Por eso me gusta cuando la tecnología se pone a nuestro servicio, e intenta paliar estos inconvenientes: básculas solares, relojes automáticos, actualizaciones de software que se aplican automaticamente, pero también los antiguos dispositivos analógicos de toda la vida.

Una estación metereológica analógica no requiere pilas en absoluto, mientras que una báscula solar está disponible siempre que la necesitemos, y un rejoj radio controlado, se ajustará automáticamente.
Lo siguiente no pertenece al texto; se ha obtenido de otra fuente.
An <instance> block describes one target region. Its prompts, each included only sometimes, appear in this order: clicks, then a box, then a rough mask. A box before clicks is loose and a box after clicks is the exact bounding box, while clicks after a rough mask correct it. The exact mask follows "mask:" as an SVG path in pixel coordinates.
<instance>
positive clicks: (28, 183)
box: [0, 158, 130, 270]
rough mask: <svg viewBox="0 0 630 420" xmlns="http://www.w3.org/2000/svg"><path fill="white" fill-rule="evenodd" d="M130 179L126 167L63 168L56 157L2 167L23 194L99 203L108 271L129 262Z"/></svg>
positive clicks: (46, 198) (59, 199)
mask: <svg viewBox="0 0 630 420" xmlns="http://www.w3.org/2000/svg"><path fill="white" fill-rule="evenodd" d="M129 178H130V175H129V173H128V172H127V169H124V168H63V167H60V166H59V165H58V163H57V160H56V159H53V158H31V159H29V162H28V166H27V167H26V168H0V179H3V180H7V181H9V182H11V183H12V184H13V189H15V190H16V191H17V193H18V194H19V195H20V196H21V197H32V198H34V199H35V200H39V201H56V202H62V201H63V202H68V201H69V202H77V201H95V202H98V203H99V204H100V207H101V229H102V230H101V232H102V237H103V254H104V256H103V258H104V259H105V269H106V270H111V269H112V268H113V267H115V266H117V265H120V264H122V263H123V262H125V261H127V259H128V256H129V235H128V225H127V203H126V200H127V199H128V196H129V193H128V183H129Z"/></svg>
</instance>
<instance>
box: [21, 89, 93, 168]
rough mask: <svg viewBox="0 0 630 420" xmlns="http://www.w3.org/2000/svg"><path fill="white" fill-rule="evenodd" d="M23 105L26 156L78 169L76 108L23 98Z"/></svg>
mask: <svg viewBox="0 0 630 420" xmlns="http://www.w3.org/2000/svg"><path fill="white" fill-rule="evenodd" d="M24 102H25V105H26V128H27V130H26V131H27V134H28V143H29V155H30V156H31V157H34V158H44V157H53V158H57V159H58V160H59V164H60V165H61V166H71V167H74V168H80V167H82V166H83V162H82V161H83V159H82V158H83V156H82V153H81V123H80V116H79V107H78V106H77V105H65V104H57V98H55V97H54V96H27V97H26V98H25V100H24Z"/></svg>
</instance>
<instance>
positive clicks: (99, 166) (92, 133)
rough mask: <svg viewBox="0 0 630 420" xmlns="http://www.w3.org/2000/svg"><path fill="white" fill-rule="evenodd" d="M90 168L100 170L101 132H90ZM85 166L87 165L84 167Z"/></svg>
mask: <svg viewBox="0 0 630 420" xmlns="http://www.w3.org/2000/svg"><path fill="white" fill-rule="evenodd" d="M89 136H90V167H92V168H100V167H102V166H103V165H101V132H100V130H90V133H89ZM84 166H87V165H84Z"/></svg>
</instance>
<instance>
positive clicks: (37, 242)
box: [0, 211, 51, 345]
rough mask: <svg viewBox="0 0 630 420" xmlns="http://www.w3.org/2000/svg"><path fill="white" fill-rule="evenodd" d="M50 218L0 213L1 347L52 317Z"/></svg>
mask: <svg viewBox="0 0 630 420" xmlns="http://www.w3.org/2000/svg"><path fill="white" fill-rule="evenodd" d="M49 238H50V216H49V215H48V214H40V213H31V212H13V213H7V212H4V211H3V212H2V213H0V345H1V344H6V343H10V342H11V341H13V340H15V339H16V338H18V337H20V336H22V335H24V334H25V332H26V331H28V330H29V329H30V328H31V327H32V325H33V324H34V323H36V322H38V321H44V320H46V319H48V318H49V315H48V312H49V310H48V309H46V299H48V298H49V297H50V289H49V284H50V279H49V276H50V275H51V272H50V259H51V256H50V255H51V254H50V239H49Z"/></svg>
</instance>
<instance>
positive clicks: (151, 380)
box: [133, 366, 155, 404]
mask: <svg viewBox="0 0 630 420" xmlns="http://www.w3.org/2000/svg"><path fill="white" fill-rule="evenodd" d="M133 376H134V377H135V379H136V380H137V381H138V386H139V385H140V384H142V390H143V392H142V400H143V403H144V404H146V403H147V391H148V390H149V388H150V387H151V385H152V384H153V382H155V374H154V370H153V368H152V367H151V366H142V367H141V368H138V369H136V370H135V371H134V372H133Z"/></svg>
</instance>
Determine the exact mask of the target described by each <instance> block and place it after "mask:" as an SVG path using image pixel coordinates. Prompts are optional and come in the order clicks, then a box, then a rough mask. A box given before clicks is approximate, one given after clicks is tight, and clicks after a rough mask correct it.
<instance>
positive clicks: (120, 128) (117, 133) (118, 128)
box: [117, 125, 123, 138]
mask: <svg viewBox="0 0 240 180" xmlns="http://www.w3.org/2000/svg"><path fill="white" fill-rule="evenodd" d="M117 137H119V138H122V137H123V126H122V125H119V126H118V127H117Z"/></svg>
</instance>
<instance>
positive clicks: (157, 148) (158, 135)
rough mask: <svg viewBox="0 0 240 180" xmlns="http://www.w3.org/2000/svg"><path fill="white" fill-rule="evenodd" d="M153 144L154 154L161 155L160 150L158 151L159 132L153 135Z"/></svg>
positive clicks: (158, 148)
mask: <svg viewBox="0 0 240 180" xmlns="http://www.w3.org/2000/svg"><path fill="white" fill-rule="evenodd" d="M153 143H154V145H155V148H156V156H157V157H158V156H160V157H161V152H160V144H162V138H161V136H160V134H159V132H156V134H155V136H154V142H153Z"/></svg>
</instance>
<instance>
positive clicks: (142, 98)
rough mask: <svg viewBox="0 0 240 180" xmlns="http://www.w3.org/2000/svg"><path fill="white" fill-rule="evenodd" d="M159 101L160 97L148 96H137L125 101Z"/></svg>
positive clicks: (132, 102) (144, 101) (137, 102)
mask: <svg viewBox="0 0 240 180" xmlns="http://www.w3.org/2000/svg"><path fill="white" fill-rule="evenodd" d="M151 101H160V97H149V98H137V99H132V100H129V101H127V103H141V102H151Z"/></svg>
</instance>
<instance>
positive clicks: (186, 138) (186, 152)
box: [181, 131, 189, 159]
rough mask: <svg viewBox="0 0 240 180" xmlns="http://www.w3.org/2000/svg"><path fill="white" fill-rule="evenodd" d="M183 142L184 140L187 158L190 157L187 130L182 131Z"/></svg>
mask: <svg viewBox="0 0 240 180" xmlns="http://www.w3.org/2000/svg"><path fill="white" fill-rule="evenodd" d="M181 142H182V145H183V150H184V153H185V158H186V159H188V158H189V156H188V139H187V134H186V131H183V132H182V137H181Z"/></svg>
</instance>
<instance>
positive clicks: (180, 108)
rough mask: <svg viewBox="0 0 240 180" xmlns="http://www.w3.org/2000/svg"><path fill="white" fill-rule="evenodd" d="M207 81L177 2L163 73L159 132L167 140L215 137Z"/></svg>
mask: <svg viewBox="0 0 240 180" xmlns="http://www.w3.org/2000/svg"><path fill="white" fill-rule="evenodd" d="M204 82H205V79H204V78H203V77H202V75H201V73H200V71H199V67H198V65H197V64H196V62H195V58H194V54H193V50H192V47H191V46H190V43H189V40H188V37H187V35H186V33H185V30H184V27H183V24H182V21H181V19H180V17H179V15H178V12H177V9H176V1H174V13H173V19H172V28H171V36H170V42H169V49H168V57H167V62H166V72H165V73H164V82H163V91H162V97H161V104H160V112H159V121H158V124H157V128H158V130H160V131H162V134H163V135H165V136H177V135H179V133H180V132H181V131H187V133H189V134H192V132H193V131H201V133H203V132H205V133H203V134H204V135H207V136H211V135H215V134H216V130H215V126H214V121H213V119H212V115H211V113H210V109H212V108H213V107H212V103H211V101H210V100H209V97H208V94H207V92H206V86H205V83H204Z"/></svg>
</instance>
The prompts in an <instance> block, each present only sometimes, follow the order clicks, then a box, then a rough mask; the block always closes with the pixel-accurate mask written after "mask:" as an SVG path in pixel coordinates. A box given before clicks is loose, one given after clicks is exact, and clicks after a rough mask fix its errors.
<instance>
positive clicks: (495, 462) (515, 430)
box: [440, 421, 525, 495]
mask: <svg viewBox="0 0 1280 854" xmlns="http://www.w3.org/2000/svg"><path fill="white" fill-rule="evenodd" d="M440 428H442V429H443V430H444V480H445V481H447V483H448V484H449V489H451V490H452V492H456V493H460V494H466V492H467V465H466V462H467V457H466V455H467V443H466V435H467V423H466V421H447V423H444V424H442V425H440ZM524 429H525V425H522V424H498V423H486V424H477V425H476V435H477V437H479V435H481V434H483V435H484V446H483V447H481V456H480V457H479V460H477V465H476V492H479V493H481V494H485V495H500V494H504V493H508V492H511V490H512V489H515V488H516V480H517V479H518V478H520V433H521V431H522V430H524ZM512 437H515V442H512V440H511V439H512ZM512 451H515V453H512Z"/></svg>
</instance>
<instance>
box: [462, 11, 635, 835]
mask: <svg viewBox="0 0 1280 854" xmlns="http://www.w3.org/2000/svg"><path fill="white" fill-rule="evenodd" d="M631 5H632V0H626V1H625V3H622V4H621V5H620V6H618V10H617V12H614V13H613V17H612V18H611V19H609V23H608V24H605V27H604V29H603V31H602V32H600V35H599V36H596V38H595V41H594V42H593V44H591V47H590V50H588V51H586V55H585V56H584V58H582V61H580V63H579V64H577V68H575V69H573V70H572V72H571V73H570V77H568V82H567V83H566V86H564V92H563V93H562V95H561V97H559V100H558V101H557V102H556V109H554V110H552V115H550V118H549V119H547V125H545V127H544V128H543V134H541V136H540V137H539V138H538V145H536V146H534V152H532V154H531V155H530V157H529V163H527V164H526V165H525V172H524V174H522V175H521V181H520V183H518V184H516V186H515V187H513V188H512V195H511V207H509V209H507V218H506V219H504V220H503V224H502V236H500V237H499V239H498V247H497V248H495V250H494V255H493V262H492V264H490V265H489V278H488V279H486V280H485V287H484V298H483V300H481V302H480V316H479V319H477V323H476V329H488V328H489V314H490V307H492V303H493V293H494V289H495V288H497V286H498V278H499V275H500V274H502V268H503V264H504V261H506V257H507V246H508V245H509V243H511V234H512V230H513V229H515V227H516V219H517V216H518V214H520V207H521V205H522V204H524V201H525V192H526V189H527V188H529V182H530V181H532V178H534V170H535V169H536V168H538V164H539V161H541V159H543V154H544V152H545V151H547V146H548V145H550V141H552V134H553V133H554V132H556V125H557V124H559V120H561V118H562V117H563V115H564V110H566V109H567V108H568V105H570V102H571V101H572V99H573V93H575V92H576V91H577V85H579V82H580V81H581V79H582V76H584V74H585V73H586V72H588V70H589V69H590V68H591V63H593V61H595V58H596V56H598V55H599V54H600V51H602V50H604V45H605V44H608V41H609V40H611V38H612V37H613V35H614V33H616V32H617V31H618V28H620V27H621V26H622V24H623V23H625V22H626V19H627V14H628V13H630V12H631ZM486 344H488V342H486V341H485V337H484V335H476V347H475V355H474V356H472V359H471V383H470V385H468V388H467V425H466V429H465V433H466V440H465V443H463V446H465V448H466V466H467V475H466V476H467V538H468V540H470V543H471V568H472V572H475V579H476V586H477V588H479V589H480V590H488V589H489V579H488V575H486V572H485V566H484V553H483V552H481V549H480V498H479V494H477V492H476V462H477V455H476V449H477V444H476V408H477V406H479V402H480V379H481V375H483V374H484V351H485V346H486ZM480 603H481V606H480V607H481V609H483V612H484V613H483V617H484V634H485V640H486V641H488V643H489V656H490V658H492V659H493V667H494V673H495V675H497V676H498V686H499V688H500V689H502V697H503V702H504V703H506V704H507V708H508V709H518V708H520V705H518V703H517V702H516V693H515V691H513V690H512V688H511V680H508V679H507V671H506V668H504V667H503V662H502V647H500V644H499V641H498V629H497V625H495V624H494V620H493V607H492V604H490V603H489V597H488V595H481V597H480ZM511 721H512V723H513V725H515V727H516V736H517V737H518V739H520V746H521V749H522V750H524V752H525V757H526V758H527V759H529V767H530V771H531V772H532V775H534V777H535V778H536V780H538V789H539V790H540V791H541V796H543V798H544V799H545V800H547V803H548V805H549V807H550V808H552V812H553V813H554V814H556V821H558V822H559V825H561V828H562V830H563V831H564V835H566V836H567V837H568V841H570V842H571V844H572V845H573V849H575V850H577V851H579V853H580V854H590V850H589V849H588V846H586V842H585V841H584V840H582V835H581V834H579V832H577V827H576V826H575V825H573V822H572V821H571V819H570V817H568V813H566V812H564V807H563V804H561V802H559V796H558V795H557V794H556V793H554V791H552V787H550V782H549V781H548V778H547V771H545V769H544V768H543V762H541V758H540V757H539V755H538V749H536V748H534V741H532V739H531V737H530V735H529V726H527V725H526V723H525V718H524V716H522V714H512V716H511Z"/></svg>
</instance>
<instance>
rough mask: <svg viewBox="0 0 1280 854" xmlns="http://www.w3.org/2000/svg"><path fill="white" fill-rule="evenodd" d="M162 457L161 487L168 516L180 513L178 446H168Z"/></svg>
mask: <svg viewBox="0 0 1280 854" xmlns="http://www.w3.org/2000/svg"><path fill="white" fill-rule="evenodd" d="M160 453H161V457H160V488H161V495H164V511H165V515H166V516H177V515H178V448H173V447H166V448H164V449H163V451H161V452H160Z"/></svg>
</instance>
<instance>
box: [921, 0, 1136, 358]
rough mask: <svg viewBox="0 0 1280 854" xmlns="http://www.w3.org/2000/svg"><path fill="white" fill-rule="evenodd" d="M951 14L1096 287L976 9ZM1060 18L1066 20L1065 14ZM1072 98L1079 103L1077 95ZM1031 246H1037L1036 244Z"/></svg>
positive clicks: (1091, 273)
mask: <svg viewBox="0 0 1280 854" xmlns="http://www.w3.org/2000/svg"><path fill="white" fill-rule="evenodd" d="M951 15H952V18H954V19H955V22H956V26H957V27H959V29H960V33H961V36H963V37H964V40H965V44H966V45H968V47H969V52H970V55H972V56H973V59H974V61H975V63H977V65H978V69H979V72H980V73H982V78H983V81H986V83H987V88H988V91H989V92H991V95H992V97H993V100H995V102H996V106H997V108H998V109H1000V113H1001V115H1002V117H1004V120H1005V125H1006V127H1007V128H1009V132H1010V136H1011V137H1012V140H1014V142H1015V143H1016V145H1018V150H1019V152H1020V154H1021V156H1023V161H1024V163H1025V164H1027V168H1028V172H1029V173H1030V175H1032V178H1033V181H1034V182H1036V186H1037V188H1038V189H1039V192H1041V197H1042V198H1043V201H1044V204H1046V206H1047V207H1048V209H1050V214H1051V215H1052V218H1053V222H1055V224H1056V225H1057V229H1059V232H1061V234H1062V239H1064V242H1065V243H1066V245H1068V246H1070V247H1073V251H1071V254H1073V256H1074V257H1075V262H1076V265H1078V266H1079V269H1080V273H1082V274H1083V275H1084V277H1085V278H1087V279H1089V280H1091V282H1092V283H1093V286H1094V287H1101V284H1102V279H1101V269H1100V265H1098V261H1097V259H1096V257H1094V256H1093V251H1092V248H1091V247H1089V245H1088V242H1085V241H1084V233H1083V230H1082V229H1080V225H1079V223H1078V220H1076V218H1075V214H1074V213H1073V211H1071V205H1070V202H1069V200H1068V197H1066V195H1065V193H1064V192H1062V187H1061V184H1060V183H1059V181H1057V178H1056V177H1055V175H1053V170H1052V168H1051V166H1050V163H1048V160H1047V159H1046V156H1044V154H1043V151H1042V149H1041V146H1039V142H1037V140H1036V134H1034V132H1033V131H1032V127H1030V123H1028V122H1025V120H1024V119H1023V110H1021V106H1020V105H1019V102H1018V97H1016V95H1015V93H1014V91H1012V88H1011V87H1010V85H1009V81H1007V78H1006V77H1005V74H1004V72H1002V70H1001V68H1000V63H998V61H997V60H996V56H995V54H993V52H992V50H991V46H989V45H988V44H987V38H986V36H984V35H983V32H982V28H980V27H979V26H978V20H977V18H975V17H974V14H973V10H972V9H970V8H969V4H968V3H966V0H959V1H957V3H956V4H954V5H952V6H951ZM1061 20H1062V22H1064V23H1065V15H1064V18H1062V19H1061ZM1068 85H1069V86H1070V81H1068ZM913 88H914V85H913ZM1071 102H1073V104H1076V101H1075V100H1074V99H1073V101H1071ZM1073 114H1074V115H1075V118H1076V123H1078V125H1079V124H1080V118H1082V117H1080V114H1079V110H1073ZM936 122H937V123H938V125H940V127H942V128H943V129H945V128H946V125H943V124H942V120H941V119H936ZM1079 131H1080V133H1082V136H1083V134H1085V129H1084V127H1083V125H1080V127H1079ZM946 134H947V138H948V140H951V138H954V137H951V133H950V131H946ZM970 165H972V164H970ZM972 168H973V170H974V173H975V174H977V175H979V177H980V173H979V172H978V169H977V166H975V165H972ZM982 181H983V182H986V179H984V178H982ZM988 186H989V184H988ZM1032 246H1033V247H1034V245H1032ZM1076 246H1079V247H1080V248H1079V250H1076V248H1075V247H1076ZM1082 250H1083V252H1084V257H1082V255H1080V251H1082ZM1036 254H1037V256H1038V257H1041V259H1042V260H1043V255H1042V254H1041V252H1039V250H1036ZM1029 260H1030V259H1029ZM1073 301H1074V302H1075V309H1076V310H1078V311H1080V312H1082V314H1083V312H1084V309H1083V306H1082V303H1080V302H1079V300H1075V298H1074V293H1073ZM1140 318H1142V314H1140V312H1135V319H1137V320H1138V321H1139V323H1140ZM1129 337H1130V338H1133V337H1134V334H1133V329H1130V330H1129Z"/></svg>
Todavía recuerdo como hace no demasiados años, salir de turismo requería ponerte el reloj, coger la cámara de fotos, el móvil, la Gameboy, el ordenador portátil, … Ahora con la integración de funciones en los smartphones, es suficiente para todo, y nos ahorramos llenarnos la cabeza con la lista de cosas a llevar.

No me estoy refiriendo a los parámetros de sostenibilidad y ecología que también cuentan, sino sobre todo, a valores de dependencia personal.